А пока надо помнить о главном – помнить и не давать заслонить его тому, что вызвано пока лишь глубинным невежеством трудовых масс, в котором намеренно держали его самодержавие, помещики и капиталисты. После победы широко распахнутся двери школ для всех, образование хлынет в массы, и они станут другими.

Они привыкли верить ему, своему учителю, и его вера передавалась им. Тем более их отряд был переброшен срочно на другой фронт, и нависшая над моим отцом опасность, заставлявшая их почти месяц на всякий случай спать по очереди миновала, так как отряд был переформирован.

– Самое трудное для твоего отца и Беллочкиного мужа произошло в 37-м году, в “ежовщину”: Евгений Павлович был арестован как “враг народа”, и его расстреляли. В числе очень многих, но в его виновность они оба не верили: считали, что в его отношении произошла трагическая ошибка, – продолжала Фрума Наумовна. – Хотя, как Беллочка призналась, в отношении других они сразу так не считали.

 

Что ж, мне осуждать собственного отца за это трудно. Слишком хорошо знаю, как трудно поверить в истину несмотря ни на какие факты: по себе, по ближайшим друзьям. Несмотря на события, свидетелями которых мы сами уже были: режущую сознание кажущимся идиотизмом борьбу с “космополитами”, “борьбу с засорением кадров” – увольнениями евреев с работы, закрытию Еврейского театра и газеты “Эйникайт”, аресту еврейских поэтов и писателей, таинственной гибели Михоэлса. И, наконец, страшному пятьдесят третьему, лишь чудом не закончившимся катастрофой для нас. На рассказы Деда о происходившем в революцию и Гражданскую войну – участника их; на то, что поведал отец Игоря – один из многих жертв Сталинского режима.

  Да: мы знали то, что происходило у нас на глазах, верили тому, что говорил Дед, что поведал Михаил Степанович. И  все-таки, до конца никак не укладывалось в сознании, у меня даже после того выступления Хрущева, что не был “товарищ Сталин” таким, каким приучили нас с самого раннего детства считать его. Прежний “светлый образ любимого вождя” как-то только отделился от реального, но полностью исчез не сразу.

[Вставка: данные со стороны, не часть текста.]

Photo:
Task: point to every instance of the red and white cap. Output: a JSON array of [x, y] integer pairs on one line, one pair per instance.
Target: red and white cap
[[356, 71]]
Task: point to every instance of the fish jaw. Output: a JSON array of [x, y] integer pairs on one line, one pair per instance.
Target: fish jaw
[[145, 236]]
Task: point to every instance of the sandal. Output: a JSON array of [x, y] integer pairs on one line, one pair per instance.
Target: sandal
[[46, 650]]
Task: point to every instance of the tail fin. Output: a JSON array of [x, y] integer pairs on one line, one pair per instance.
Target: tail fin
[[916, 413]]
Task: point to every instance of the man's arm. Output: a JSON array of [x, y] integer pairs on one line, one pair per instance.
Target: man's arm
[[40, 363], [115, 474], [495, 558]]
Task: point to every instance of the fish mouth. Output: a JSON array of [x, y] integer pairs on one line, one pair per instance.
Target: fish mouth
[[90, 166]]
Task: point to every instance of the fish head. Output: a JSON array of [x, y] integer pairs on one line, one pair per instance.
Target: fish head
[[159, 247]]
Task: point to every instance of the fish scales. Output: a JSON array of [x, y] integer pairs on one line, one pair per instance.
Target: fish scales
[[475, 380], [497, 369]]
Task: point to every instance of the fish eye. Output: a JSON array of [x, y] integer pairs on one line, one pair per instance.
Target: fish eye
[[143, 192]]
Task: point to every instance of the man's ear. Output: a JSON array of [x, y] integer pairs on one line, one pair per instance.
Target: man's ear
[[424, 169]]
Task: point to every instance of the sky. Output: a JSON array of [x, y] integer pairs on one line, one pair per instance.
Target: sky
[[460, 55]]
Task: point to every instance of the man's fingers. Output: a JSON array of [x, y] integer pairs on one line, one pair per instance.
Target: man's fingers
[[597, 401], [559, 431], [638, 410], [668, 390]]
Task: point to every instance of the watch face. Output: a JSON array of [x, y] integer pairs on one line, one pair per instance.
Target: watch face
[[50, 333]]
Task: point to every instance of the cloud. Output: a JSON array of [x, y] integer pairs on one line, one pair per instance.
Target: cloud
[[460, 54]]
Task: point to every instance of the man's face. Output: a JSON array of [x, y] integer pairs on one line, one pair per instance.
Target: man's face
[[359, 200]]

А папа – я мысленно в тот момент назвал его именно так, хотя с этим словом у меня был все последние годы связан не он, мой отец, а отец Марины, тесть мой – жил в начале того времени, полного надежд на светлое будущее, за которого совсем молодым ушел он воевать. Были у него и потом основания считать, что сбываются его надежды: и он, и ближайший друг его, а потом муж его сестры, и она сама – все трое получили высшее образование. Наверно, доживи он до сегодняшних дней, еще тверже мог бы считать так, зная, чего достиг его сын – и продолжать верить в идеалы своей юности.

Когда я сбивчиво поделился с Исааком этими мыслями, он сказал, что нечто подобное уже говорил ему давно, кажется, в еще в 67-м году, Саша. Он сам это понимал с трудом: социализмом никогда не увлекался.

По его мнению, система эта внутренне порочна: стремление “справедливо” распределить общий пирог поровну приводит лишь к уменьшению самого этого пирога, так как игнорирует стимул каждого больше трудиться для себя и именно поэтому больше производить. Но заманчивый лозунг “всеобщей справедливости” сработал: увлек многих. Для этого были и основания: безудержная эксплуатация наемных тружеников до того времени, когда, сорганизовавшись, смогли они мирным законным образом ограничить её.

 

Я не мог с ним не согласиться: рассказал то, что пришло в голову нам, мне и Игорю, когда, наслушавшись разговоров сыновей наших об их любимом программировании, загорелись желанием хоть сколько-то освоить его. Как оказалось, что программы, написанные нами, работали только после того, как специальная программа, компилятор или транслятор, переводила в машинный язык, использовавший лишь нули и единицы, который компьютер понимал. Но и сам компилятор понимал не всё: если что-то в программе написать не по правилам,  он, не поняв, не сработает: выдаст сообщение о “синтаксической ошибке”.

А если эти  “синтаксические ошибки”, чаще всего просто опечатки, в программе отсутствуют, программа будет благополучно переведена в машинный язык и заработает: компьютер будет следовать точным инструкциям программиста и делать именно то, что ему велено делать. Однако, результат при этом может получаться неожиданно не тот, какой мы ожидаем. Потому, что в программе может быть ошибка другого рода, которую компилятор спокойно пропустит – “логическая ошибка”, своего рода неправильная формула, не соответствующая поставленной задаче.

Кажется, я сумел достаточно доходчиво объяснить это Исааку – он сказал:

– Я понял: продолжай.

– Так вот: социализм – программа без “синтаксических ошибок”, но содержащая “логическую ошибку”. Лозунги его, сулящие всем без исключения равные права на пирог, как ты сказал, компилировались поэтому, то есть воспринимались массами как справедливые и поэтому требующими осуществления. Программа заработала: начались революции, собственность национализировалась.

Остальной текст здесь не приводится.